# laptop que se apaga, pero abanicos funcionan



## wendiita (Nov 19, 2010)

Hola buen dia!
Pues con la novedad que soy nueva reparando computadoras y tengo que arreglar una laptopp emachines, que cuando la encendi por primera vez decia que faltaba el ntdlr, asi que decidi formatear, comenzo muy bien, pero cuando formateaba se apago la maquina, la encendi de nuevo e intente formatear al finalizar me dijo qe no pudo formatear porque habia error en el disco, asi que cambie de cd, cuando llevaba unos 7 minutos formateando se apagon repentinamente, intente encenderla pero nada,la luz de la pila, el cargador y el cd estan encedidos, y de repente se enciende el abanico, e intento encenderla pero nada pasa, y asi se queda si le dejo conectada la corriente, y lo mas que me dura encendida son 5 minutos, el abanico funciona, si fuera el disco duro no arrancaria, la ram funciona, no tengo idea que pueda ser la falla, si alguien pudiera asesorarme lo agradeceria demasiado!

Saludos!


----------



## DOSMETROS (Nov 20, 2010)

¡ Bienvenido al Foro !

Probaste de desconectarle el disco , o probar otro , o probarlo en otra PC ?

Saludos !


----------



## th3k1ck4ss (Nov 22, 2010)

Es cierto que de no funcionar el disco duro, ni siquira arrancaría. 
Pero también es cierto que puede arrancar y después, a medio proceso, fallar.
Sospecho eso por lo que mencionas con respecto a las formateadas mal interrumpidas y al mensaje que te envia después de reiniciar.

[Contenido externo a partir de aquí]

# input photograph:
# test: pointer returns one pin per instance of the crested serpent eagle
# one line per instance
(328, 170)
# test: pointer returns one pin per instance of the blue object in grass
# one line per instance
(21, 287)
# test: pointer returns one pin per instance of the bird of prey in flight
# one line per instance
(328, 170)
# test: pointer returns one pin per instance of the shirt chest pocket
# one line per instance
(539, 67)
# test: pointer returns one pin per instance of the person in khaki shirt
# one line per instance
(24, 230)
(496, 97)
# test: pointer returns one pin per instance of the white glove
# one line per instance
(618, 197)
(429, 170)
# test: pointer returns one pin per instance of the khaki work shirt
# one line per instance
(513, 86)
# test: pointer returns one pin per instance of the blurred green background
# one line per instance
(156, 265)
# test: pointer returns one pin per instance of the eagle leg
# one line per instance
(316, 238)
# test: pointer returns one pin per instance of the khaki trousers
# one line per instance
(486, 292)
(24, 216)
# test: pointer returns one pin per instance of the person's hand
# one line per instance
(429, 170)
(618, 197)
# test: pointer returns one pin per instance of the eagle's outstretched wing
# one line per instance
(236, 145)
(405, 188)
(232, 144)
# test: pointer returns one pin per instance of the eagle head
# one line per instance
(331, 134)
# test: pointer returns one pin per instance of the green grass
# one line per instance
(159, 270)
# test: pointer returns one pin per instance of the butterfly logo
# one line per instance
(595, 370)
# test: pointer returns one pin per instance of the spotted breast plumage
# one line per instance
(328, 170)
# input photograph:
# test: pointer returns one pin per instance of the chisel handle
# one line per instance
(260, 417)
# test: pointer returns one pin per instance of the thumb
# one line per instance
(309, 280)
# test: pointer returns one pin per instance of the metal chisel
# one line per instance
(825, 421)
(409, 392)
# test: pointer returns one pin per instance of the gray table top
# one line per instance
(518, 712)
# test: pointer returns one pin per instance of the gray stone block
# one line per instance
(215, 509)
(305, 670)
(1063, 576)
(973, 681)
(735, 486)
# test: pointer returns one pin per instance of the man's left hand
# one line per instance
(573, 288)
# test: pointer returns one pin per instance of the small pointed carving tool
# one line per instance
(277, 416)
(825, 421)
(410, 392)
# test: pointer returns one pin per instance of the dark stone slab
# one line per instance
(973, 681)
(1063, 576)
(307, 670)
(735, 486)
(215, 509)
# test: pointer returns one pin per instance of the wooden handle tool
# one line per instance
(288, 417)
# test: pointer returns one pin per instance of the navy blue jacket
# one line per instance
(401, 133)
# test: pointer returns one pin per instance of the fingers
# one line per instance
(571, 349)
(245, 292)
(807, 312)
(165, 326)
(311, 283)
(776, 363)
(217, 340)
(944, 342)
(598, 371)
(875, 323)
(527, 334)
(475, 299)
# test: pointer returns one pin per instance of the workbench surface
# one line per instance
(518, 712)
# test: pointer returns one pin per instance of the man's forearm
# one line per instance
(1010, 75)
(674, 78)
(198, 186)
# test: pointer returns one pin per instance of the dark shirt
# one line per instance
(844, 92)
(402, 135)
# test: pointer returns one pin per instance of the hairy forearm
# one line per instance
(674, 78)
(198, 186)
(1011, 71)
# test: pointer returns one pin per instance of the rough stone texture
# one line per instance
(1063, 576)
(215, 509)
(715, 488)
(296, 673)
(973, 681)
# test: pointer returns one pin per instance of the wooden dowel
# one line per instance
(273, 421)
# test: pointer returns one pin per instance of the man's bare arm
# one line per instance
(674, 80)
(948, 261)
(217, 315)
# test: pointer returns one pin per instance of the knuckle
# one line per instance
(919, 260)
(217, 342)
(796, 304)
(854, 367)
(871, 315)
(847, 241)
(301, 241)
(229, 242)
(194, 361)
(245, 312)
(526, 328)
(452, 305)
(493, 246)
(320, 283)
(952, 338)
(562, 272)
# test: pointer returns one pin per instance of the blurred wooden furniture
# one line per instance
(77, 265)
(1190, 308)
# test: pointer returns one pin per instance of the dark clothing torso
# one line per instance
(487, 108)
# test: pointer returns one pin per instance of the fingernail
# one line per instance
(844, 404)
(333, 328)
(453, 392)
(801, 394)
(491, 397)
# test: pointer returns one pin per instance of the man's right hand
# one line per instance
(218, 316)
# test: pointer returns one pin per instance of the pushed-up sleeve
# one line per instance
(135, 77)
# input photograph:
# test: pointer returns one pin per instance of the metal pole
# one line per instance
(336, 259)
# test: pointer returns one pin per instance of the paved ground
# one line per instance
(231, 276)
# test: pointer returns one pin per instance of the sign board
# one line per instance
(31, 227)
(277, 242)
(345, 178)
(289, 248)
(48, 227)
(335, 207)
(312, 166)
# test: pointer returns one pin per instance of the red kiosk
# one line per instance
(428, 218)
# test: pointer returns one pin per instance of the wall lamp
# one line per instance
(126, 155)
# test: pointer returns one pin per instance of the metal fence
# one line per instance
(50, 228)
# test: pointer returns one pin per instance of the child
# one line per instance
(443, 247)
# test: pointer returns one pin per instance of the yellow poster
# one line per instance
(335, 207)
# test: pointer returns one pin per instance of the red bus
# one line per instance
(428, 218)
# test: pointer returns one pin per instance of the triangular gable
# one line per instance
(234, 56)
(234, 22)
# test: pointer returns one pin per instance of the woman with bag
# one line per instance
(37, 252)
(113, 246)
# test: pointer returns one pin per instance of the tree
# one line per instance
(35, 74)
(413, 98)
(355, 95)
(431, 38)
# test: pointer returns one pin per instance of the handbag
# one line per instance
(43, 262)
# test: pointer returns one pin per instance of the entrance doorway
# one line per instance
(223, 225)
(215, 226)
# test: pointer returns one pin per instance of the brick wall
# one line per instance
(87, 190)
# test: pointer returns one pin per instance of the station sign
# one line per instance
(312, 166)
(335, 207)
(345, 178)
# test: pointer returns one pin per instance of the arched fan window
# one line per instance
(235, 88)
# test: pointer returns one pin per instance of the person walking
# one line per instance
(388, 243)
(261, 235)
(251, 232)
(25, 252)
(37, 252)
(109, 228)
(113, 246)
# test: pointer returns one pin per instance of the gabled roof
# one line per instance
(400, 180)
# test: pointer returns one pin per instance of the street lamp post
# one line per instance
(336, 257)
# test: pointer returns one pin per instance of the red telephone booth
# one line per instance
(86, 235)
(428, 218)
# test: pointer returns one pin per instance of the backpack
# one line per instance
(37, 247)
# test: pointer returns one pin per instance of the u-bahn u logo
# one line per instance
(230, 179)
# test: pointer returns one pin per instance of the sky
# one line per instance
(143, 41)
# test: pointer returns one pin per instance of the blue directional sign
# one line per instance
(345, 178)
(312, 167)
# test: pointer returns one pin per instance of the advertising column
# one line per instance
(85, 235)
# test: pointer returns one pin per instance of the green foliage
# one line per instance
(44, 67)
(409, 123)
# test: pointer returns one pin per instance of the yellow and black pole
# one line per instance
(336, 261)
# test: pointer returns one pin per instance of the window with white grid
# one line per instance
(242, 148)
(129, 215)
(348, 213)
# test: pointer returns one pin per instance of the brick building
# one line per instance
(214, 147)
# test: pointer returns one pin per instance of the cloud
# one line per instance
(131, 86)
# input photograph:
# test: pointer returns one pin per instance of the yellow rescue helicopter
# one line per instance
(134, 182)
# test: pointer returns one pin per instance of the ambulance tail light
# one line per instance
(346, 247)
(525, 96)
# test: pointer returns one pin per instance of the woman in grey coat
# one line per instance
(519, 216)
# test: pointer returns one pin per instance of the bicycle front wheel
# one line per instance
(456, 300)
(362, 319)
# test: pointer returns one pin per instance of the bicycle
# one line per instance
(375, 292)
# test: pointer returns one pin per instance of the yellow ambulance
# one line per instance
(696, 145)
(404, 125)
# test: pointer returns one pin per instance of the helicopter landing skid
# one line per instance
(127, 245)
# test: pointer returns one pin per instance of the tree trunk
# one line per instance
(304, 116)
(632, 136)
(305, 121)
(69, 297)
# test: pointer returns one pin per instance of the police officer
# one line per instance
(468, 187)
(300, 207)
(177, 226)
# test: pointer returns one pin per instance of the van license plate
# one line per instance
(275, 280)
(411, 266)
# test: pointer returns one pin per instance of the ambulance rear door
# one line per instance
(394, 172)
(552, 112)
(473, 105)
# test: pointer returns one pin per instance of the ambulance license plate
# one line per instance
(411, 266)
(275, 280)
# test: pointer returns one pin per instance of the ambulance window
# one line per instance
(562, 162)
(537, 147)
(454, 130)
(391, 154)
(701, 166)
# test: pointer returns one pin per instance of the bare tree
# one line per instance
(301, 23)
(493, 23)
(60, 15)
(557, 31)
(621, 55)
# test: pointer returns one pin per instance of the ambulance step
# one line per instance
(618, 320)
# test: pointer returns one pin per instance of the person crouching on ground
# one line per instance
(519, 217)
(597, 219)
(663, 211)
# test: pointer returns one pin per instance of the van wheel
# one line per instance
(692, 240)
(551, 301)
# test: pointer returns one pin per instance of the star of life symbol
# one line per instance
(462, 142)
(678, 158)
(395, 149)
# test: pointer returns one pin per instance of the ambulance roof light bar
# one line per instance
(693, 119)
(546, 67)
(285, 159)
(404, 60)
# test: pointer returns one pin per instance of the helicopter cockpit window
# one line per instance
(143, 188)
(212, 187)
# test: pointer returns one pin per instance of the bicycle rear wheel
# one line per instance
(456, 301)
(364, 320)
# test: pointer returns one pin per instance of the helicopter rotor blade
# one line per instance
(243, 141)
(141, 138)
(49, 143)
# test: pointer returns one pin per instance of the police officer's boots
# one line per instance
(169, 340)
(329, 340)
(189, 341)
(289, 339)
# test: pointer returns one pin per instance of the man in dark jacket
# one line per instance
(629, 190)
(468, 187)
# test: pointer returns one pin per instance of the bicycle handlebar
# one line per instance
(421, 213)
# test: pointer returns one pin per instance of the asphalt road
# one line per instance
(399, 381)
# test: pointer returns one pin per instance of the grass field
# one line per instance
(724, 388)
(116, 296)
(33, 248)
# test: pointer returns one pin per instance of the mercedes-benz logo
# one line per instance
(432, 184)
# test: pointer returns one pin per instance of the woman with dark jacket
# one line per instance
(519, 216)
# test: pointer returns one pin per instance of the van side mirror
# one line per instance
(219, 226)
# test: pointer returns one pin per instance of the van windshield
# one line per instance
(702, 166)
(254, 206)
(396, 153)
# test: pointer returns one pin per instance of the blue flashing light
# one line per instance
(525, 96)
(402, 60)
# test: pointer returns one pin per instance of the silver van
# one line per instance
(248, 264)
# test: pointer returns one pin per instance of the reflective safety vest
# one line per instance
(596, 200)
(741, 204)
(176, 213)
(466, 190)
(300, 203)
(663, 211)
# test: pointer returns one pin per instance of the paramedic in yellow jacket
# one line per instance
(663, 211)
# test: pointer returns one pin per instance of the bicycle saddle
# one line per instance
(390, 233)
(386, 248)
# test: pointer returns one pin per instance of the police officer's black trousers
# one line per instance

Para un testeo físico del disco duro, lo que yo hago es:
1.- Sacarlo de su laptop
2.- Pasarlo a un chasis como el de la imagen (como si lo volvieramos unidad externa)







3.- Lo conecto a otra PC, como si de un pendrive hablaramos; y trabajo un tiempo para ver como funciona (es decir, si la pc lo reconoce, si lo reconoce y luego se bota solo, etc.)

De cualquier manera, si pudieras decir el modelo exacto de la emachine, e inclusive poner una fotografía, nos sería de mucha ayuda para todos.


Saludos.


----------



## spaiko117 (Dic 3, 2010)

podes probar con hirens boot cd para testera el hdd pero por la fallla dudo que sea eso lo que mas aparenta por experiencia es el chipset se calienta de mas si la puedes limpiar y cambiar la pasta cilica por las nuevas pastas de platino te podria ayudar en eso


----------



## th3k1ck4ss (Dic 3, 2010)

spaiko117 dijo:


> podes probar con hirens boot cd para testera el hdd pero por la fallla dudo que sea eso lo que mas aparenta por experiencia es el chipset se calienta de mas si la puedes limpiar y cambiar la pasta cilica por las nuevas pastas de platino te podria ayudar en eso



Si, la utilidad de Hirens es muy buena. Y no hay que descartar el calentamiento del chip.
Sin embargo, Spaiko, el usuario nos dice que no lleva mucha practica, quizá desarmar una laptop sea muy pronto para ella. 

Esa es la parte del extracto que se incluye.